In recent times, Yuri!!! on Ice has become one great example of anime representing gay romances. Through Yuri and Viktor’s relationship, audiences can authentically feel their relationship develop organically. It has a distinguishing way of portraying that their relationship is just like anyone else’s. It’s about building trust and support. It doesn’t really try to throw it in your face that they’re gay for the sake of it but because they express their feelings under circumstances when love counts the most, and that’s what makes their romance universally touching.
As for transsexuals, probably one of the most iconic transsexual characters in anime and manga has to be Nriko from Fushigi Yuugi. Though the definition has changed between now and then, Nuriko, to dedicated fans of the series, has been a big favorite. Of course in today’s world, there is an insistence that they be referred to by their preferred pronouns, but considering the times when Fushigi Yuugi debuted, it actually explores that complexity in an appropriate way in context to it. Even before and after Fushigi Yuugi, there have been a great number of gender fluid characters in anime.
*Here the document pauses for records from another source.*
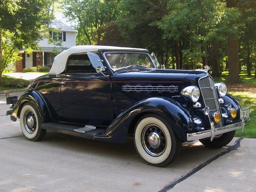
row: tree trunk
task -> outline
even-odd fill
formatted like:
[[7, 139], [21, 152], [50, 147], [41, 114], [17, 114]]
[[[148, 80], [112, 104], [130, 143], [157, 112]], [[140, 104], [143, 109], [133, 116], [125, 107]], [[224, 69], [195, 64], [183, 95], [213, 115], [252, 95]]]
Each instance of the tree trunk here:
[[0, 28], [0, 87], [2, 86], [2, 57], [1, 30], [1, 29]]
[[175, 62], [176, 62], [176, 69], [180, 69], [180, 55], [179, 54], [179, 44], [178, 41], [175, 41]]
[[182, 46], [181, 44], [181, 41], [179, 41], [179, 47], [180, 49], [179, 50], [179, 54], [180, 54], [180, 69], [183, 69], [183, 54], [182, 52], [181, 51], [182, 49]]
[[251, 52], [250, 49], [250, 42], [249, 40], [246, 40], [246, 49], [247, 52], [247, 58], [246, 59], [246, 70], [247, 71], [247, 74], [248, 76], [251, 76], [251, 70], [252, 69], [252, 63], [250, 58]]
[[219, 44], [216, 40], [214, 40], [211, 46], [211, 65], [212, 67], [212, 76], [220, 77], [220, 59], [219, 58]]
[[225, 60], [225, 63], [226, 64], [226, 66], [225, 67], [225, 69], [226, 70], [227, 70], [228, 69], [228, 60], [226, 58]]
[[[236, 1], [235, 0], [226, 0], [226, 3], [228, 8], [236, 6]], [[228, 34], [227, 37], [227, 48], [229, 67], [228, 81], [230, 83], [240, 83], [241, 81], [239, 76], [238, 34]]]
[[238, 61], [238, 41], [230, 35], [228, 38], [228, 79], [232, 83], [241, 82], [239, 73], [240, 69]]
One notable example is Berg Katse in Gatchaman, which debuted in the 70s, and in recent times, we have Hange from Attack on Titan (according to Isayama, she’s gender fluid).
Due to Japan being a homogenous society, it’s naturally difficult to portray diversity when they have no experience with it, but it doesn’t mean it’s not capable of portraying discrimination. Elfen Lied does a very extreme job of portraying discrimination through the homunculi, and in both versions of Fullmetal Alchemist, we get to see how it applies to the Ishvalan refugees. Lastly, in Attack on Titan, it later deals with class warfare, and how walls are used to separate them in conjunction where the lower and higher classes are positioned. As you can see, anime is a lot more progressive than we may have assumed.